Next Generation Sequencing (NGS) is a technology used to detect genetic alterations in an individual such as mutations, insertions/deletions, rearrangements, amplifications, and expressions. The purpose of sequencing for clinical work is to help decide on treatment.
What is a Cardiomyopathy Panel?
A Cardiomyopathy Panel examines 66 genes associated with hereditary cardiomyopathies including hypertrophic cardiomyopathy (HCM), dilated cardiomyopathy (DCM), Left ventricular non-compaction cardiomyopathy (LVNC), and hereditary arrhythmogenic right ventricular cardiomyopathy (ARVC). Patients identified with a hereditary cardiomyopathy can benefit from increased surveillance and preventative steps to better manage their risks. Medical intervention can include lifestyle changes, medications, implantable devices, medical procedures, and surgery. A patient’s family members can be tested to help define their risk. If a pathogenic variant is identified in your patient, close relatives (children, siblings, parents) could have as high as a 50% risk to also be at increased risk. In some cases, screening should begin in childhood.
Testing is done for patients with personal and/or family history suggestive of a hereditary cardiomyopathy. Warning signs for hereditary cardiomyopathies can include, but are not limited to, episodes of chest pain, dizziness, fatigue, abnormal heart rate, shortness of breath, swelling of the extremities, and weight gain. Cardiomyopathies can affect patients of all ages.
Familial Hypercholesterolemia Panel
What is Familial Hypercholesterolemia?
The Familial hypercholesterolemia (FH) panel examines 4 genes associated with FH: APOB, LDLR, LDLRAPl, and PCSK9. Patients identified with FH can benefit from increased surveillance and preventative steps to better manage their risk. Medical intervention can include combination medication therapy, low-fat diet, exercise, weight control and not smoking.
Testing is done for patients with a personal or family history suggestive of a Familial Hypercholesterolemia. Warning signs can include, but are not limited to, high cholesterol levels, very high levels of low-density lipoprotein, and cardiovascular disease.

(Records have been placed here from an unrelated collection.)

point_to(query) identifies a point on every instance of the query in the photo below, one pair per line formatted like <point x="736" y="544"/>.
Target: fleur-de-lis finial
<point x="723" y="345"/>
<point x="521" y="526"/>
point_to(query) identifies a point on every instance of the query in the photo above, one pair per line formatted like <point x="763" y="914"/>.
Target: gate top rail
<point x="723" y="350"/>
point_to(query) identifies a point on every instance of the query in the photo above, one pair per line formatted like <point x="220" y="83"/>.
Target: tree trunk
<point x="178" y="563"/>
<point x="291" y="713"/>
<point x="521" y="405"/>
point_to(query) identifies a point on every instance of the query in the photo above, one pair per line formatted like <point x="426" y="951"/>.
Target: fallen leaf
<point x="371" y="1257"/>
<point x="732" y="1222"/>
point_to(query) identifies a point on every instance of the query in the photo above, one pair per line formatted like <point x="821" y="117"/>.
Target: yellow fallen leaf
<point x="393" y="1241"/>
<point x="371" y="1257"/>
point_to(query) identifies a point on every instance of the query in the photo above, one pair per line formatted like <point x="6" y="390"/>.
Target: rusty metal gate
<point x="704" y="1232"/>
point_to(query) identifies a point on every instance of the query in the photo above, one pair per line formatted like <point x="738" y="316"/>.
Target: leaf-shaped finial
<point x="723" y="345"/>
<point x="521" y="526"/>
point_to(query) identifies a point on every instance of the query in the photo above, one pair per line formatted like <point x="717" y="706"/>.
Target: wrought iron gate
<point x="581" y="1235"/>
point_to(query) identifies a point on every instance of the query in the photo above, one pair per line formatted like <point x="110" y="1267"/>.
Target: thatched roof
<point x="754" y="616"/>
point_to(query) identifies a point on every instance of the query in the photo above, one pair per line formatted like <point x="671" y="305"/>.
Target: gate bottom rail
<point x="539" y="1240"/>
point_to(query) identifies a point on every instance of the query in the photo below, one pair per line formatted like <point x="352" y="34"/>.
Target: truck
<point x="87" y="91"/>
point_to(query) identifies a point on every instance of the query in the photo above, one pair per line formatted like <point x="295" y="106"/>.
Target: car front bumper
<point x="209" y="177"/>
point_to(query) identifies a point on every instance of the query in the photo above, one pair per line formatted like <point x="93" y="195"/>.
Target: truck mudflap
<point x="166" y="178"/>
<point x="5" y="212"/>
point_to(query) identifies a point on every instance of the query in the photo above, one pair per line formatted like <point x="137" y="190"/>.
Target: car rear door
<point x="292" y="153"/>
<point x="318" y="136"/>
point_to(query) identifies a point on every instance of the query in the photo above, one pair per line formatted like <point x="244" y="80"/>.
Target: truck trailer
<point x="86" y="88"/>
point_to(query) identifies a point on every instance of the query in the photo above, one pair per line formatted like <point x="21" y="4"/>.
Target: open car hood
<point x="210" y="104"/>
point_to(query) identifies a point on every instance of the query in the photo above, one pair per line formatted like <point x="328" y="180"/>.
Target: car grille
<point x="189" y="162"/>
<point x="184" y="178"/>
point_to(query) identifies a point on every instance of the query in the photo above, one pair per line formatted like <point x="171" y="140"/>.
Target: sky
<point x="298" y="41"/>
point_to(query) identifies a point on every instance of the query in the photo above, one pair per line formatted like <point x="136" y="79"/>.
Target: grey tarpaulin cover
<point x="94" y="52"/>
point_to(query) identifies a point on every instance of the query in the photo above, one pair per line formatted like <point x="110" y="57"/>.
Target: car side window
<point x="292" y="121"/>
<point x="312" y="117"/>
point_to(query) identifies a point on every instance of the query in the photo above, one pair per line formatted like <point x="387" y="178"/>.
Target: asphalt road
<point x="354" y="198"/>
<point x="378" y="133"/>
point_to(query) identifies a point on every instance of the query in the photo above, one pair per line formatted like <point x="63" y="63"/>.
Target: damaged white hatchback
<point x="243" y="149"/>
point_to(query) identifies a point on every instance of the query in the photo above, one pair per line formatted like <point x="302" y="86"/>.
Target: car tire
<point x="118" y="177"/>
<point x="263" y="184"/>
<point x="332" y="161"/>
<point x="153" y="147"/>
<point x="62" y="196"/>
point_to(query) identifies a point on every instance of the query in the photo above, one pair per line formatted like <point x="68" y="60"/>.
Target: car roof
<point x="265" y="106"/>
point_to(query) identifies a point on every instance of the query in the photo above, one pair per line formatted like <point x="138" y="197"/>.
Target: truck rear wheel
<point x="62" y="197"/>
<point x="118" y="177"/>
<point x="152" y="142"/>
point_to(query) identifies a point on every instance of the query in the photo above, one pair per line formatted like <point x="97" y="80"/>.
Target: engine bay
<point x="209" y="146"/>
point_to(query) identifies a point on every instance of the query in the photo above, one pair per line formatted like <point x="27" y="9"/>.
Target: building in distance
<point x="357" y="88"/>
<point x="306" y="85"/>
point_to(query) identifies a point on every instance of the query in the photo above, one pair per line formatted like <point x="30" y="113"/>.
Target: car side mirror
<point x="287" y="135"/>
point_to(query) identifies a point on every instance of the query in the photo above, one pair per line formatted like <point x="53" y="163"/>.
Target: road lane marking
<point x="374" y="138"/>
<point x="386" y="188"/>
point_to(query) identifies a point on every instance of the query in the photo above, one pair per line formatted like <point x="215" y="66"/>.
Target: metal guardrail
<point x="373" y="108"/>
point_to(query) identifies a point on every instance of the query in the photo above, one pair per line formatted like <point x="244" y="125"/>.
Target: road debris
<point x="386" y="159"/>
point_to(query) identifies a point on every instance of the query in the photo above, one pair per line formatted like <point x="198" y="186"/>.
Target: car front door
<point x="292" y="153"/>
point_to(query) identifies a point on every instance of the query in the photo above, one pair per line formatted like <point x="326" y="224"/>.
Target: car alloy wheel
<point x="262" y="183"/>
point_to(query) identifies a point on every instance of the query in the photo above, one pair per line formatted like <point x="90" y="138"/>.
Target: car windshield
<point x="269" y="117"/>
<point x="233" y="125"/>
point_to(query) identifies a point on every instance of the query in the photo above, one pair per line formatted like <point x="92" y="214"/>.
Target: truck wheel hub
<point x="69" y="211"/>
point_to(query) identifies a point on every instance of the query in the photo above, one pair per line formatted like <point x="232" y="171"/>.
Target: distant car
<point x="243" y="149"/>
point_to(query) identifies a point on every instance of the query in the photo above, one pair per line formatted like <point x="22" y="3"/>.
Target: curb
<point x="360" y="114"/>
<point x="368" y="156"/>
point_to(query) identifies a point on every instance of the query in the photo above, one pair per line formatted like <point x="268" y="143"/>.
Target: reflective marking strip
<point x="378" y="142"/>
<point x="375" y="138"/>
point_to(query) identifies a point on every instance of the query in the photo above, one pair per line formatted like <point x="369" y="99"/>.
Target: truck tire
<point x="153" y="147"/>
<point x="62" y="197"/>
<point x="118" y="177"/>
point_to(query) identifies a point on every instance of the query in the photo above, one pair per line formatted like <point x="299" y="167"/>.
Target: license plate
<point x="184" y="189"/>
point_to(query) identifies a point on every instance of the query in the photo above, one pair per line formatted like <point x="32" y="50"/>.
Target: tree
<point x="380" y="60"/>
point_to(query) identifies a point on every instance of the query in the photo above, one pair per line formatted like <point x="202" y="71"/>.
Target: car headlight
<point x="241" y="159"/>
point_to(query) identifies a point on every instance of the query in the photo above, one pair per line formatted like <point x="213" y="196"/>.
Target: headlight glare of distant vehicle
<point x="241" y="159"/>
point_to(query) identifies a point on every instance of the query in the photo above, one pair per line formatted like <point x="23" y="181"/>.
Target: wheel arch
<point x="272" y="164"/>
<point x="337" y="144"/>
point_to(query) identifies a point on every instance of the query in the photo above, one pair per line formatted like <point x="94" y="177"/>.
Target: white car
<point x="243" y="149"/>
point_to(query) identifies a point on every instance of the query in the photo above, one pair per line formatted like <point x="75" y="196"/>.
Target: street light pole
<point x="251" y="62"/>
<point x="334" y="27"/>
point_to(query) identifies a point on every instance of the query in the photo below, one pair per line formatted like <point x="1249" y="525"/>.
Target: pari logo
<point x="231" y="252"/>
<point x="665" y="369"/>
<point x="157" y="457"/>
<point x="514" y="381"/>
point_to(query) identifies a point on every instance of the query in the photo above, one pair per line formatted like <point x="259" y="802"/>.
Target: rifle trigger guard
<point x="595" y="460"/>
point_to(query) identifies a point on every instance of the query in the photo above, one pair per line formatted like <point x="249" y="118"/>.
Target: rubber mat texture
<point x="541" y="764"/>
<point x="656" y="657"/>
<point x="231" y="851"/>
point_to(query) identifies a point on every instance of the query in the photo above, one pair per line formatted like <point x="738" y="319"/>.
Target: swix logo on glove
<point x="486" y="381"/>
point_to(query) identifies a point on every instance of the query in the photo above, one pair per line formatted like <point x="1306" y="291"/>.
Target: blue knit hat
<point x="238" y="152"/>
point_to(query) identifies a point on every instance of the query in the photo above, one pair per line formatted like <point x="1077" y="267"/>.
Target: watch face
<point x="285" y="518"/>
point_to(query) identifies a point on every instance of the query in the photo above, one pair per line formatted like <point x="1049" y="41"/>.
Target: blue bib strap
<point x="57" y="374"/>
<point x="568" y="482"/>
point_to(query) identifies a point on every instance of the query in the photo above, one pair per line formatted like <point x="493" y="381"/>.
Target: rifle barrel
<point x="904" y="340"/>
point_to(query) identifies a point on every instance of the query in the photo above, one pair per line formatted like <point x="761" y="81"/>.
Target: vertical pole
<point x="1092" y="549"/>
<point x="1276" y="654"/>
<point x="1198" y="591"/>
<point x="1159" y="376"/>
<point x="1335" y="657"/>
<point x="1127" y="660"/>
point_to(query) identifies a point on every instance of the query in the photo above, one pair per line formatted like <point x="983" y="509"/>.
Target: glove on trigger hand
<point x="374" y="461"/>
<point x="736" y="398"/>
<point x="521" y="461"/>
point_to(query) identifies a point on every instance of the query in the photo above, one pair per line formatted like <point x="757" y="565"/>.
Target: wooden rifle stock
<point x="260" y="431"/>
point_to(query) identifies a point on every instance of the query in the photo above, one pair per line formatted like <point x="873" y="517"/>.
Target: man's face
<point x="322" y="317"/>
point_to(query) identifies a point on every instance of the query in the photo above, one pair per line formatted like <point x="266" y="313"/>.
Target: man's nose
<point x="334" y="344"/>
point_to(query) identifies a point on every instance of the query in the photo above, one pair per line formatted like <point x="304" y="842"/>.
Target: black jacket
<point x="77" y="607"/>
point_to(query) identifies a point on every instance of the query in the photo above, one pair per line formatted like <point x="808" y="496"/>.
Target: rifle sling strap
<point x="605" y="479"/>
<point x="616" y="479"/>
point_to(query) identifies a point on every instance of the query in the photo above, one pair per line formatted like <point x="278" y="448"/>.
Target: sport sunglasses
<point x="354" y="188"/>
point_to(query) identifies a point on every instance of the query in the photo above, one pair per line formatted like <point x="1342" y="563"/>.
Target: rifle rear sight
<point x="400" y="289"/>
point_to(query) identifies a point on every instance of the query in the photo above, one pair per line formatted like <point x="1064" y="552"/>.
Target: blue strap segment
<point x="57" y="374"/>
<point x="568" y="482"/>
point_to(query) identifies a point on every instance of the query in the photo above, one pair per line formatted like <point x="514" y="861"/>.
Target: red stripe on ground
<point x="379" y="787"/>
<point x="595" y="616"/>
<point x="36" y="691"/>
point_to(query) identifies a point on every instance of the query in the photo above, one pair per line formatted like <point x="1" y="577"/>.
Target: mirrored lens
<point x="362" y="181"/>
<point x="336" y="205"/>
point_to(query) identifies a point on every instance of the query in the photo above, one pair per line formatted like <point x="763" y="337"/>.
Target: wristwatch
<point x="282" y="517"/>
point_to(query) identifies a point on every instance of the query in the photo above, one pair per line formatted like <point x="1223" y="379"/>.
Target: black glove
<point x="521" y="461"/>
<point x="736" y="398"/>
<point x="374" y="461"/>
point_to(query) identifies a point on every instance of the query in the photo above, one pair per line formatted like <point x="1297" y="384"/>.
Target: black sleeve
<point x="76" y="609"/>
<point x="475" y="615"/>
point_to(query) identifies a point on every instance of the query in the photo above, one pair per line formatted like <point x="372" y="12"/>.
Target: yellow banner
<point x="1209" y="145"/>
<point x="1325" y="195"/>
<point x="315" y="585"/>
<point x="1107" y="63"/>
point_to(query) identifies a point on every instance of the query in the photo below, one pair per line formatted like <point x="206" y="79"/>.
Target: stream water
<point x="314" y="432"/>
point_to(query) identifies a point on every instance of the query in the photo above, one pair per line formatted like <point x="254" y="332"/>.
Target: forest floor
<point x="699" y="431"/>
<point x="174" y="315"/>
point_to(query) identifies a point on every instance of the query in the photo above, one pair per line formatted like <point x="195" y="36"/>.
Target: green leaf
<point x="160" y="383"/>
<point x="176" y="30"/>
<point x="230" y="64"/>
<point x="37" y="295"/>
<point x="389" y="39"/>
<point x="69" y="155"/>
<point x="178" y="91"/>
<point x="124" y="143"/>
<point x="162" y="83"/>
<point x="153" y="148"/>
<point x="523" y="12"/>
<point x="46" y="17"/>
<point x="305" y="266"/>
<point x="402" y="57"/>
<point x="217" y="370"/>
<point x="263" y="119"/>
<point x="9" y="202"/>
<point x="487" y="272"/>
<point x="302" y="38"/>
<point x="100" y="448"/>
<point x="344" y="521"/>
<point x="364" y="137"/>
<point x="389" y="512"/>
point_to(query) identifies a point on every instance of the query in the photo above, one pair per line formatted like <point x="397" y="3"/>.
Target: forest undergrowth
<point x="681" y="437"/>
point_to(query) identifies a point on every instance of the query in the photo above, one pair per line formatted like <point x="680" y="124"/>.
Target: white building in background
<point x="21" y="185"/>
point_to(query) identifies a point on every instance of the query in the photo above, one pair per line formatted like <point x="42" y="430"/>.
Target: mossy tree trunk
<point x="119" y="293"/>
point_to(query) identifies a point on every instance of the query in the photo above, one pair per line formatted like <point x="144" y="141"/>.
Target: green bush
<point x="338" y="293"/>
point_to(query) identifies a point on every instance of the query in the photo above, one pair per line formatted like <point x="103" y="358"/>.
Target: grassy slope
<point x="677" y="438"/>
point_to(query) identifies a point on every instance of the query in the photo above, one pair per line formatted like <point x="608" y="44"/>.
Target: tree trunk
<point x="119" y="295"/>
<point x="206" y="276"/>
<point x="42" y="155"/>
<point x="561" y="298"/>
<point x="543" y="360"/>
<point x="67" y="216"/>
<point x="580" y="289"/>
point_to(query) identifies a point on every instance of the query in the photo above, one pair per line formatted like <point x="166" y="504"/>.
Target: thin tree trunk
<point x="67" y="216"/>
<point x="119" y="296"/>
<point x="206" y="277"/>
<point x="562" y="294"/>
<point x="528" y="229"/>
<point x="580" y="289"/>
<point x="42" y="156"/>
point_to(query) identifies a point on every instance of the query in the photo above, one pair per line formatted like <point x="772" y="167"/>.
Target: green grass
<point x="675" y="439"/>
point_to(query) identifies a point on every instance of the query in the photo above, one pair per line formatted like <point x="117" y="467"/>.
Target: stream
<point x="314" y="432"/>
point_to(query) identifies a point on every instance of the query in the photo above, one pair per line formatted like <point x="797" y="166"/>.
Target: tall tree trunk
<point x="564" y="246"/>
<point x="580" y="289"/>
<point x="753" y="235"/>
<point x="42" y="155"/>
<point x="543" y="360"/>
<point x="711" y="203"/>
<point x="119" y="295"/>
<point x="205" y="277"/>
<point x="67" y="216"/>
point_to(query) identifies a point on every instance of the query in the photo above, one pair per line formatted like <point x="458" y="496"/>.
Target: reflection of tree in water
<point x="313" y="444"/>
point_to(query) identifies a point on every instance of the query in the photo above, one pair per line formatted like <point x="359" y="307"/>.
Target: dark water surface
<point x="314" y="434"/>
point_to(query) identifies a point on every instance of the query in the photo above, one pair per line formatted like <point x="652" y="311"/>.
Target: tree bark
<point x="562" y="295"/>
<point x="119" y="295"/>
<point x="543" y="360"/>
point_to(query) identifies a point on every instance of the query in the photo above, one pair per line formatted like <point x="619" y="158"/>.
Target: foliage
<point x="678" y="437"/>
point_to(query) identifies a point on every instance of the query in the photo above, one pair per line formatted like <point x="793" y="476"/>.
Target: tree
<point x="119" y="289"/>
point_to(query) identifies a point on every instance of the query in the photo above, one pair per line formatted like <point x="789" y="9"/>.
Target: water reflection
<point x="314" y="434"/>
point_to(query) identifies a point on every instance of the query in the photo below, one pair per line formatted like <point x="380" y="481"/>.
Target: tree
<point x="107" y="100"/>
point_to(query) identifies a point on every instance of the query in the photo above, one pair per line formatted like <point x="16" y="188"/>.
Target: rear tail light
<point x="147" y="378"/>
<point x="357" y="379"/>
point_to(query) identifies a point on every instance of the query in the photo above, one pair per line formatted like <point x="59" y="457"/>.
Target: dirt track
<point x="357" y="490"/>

Parkinsons Alzheimers Dementia Panel
What is Parkinsons Alzheimers Dementia?
The Parkinsons Alzheimers Dementia Panel examines 35 genes associated with an increased risk of developing neurodegenerative conditions: Parkinson disease, Alzheimer disease, and genetic disorders that cause dementia. Patients identified with a disease-causing change in a gene have an increased risk of developing the associated neurodegenerative disease. Genetic testing may be beneficial in planning and deciding on treatment, psychosocial counseling, research study enrollment, and support programs for caregivers and patients.
Testing is done for patients with a personal or family history suggestive of Parkinson disease, Alzheimer disease, and dementia. Warning signs of these diseases include abnormal imaging of the brain, difficulty moving or controlling one’s movements, memory loss that interferes with daily life, changes in mood and personality, difficulty having a conversation or completing familiar tasks and confusion with the time or place.
What is the Diabetes Obesity Panel?
The Diabetes-Obesity Panel examines 56 genes associated with Diabetes and obesity. Patients identified with a disease-causing change in a gene may benefit from increased surveillance, targeted and personalized management, and preventative steps to better manage their risk. Medical intervention can include lifestyle changes in diet and exercise, hormone replacement, and bariatric surgery. If a pathogenic variant is identified in a patient, close relatives are up to 50% more likely to be at increased risk.
Testing is for patients with a personal or family history suggestive of monogenic diabetes and obesity related disorders. These conditions may occur independently or as clinical features of a genic syndrome.